American Gods, Neil Gaiman
Mondadori, 2014, traduzione di Katia Bagnoli, prima ed.: giugno 2002 (strade blu), ISBN: 978-8804672371

Dopo mesi (anni?) di aggiornamenti, ritrattazioni, news varie sparse sul web e dintorni, la STARZ, casa di produzione e canale via cavo americano, ha finalmente annunciato la messa in onda della serie TV di American Gods, per il 30 aprile 2017 (in Italia trasmesso dalla piattaforma streaming di Amazon). Per chi non lo conoscesse, il libro da cui è stata tratta la sceneggiatura è da molti considerato un classico del genere fantastico. Sull’onda dell’entusiasmo e del timore per l’evento, ho deciso di rileggerlo – sono passati parecchi anni dall’ultima volta che l’avevo preso in mano e, ad essere sincera, non lo ricordavo così bene. Come spesso capita in questi casi, ci si emoziona all’idea di veder prendere vita, attraverso un nuovo mezzo, un mondo che tanto ci ha appassionato e, allo stesso tempo, si teme di vederlo rovinato. Ma non è per questa ragione che consiglio di leggerlo prima di affrontare la serie TV. Se lo consiglio è perché American Gods si merita il privilegio di popolare l’immaginazione quando questa è ancora vergine.

Credo sia un dovere che abbiamo gli uni verso gli altri, raccontarci storie. È la cosa più vicina alla preghiera del “Credo” a cui io mi sia mai accostato, o a cui, sospetto, mai mi accosterò.
(Neil Gaiman, Introduzione alla raccolta «Cose fragili»)

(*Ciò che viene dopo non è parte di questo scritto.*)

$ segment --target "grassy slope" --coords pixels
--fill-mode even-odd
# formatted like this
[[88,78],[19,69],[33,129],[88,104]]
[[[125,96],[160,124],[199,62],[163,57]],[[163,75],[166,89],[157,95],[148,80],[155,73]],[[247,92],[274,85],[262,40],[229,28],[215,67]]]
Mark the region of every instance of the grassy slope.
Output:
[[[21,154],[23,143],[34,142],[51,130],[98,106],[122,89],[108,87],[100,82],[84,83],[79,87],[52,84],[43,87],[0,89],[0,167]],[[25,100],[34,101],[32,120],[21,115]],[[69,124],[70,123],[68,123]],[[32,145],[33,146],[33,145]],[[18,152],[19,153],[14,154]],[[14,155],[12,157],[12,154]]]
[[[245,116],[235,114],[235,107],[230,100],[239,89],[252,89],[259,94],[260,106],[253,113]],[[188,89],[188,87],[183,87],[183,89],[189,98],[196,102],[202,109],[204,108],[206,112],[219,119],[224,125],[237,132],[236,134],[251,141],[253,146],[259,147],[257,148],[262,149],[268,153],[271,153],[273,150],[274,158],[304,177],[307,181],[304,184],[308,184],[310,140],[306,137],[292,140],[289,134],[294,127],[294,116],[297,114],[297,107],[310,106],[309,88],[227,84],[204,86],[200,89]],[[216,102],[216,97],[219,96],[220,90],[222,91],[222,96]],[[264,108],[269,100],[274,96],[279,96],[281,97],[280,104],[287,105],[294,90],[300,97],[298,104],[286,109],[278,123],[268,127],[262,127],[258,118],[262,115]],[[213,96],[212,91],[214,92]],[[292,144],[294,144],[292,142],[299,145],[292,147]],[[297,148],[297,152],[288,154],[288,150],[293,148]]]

Neil Gaiman, come ho ri-scoperto, ha una tale potenza immaginativa, un tale amore per la narrazione, da essere goduto senza alcun tramite di altri media o preconcetti esistenti. Un talento narrativo raro, io credo, per un periodo come il nostro, in cui i limiti del romanzo e della fiction sono stati superati, destrutturati, ricostruiti e sbeffeggiati così tante volte da aver perso quasi del tutto di significato. Nella produzione di Gaiman non si trova nulla di tutto ciò, niente di “postmoderno” (mi si passi il termine). La storia, o meglio, le storie, sono l’unica cosa che conta, nonostante nella coscienza dell’autore siano ben presenti i limiti della narrazione. Le storie di Gaiman sono appariscenti, fantasiose, sproporzionate, anche; mi ricordano molto il Terry Gilliam di Parnassus, con i suoi lustrini opachi, l’opulento accumulo e le quinte di teatro che quando si chiudono rilasciano nuvoloni di polvere, accumulata da decenni. Eppure, sotto la polvere e le crepe del passato, sono ancora di una bellezza terribile.

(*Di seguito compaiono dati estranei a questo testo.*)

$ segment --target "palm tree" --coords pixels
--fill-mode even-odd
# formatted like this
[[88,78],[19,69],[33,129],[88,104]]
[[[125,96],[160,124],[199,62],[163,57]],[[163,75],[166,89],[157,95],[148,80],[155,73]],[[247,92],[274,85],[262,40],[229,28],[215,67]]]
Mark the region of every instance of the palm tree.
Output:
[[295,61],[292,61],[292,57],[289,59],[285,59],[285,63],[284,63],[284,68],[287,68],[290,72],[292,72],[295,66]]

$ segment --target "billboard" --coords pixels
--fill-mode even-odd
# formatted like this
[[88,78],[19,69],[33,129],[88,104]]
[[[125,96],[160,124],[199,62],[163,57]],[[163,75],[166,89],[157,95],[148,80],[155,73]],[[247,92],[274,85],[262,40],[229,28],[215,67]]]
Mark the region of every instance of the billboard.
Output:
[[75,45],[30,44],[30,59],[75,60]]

American Gods è così: una struttura ipertrofica di storie che si affastellano una sull’altra, talvolta incrociandosi e risolvendosi a vicenda, come una casa a cui siano state fatte talmente tante aggiunte e modifiche negli anni da rendere impossibile riconoscere la pianta originale. Eppure le fondamenta sono ancora lì, solide, e reggono senza scricchiolii. E questa costante dialettica fra passato e presente, perno attorno cui ruota la moltitudine di storie, una tensione costante fra passato primordiale dell’uomo e il suo progresso, non scade mai nel pianto accorato dei bei tempi che furono. Anzi, la sensazione, quando si chiude il libro, è che il passato non sia mai finito, e che quella materia primitiva – disturbante perché informe, violenta, fatta di istinto – sia ancora lì a muovere le nostre azioni, a creare le nostre storie.

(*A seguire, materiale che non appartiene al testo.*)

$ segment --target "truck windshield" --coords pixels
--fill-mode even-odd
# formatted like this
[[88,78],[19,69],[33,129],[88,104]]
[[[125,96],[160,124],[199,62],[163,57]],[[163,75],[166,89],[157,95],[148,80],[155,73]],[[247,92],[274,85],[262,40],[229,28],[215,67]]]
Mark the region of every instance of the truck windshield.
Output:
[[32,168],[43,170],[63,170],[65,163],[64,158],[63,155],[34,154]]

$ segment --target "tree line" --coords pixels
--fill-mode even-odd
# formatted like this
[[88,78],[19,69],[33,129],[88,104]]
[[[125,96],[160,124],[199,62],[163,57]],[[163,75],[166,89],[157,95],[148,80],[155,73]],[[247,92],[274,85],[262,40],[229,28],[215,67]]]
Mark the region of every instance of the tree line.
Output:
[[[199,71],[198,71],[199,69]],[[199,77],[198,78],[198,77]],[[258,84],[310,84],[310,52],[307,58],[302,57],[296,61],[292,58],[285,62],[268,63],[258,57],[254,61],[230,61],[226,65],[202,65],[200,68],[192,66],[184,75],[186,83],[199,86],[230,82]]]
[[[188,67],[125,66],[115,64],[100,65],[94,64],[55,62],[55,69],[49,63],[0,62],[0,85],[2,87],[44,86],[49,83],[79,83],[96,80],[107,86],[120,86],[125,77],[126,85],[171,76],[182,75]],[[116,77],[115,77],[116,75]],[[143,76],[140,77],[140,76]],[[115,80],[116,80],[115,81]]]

Il fantastico di American Gods si muove, perciò, ad un altro livello di quella che forse è considerata la “norma” del genere: non si trovano spade e draghi, qui, o mondi lontani. È un fantastico che si insinua fra le crepe della nostra realtà, dove può capitare di scivolare e perdersi nel nessun dove; che si muove fra inconscio collettivo e folklore, portando in superficie paure e istinti atavici del genere umano.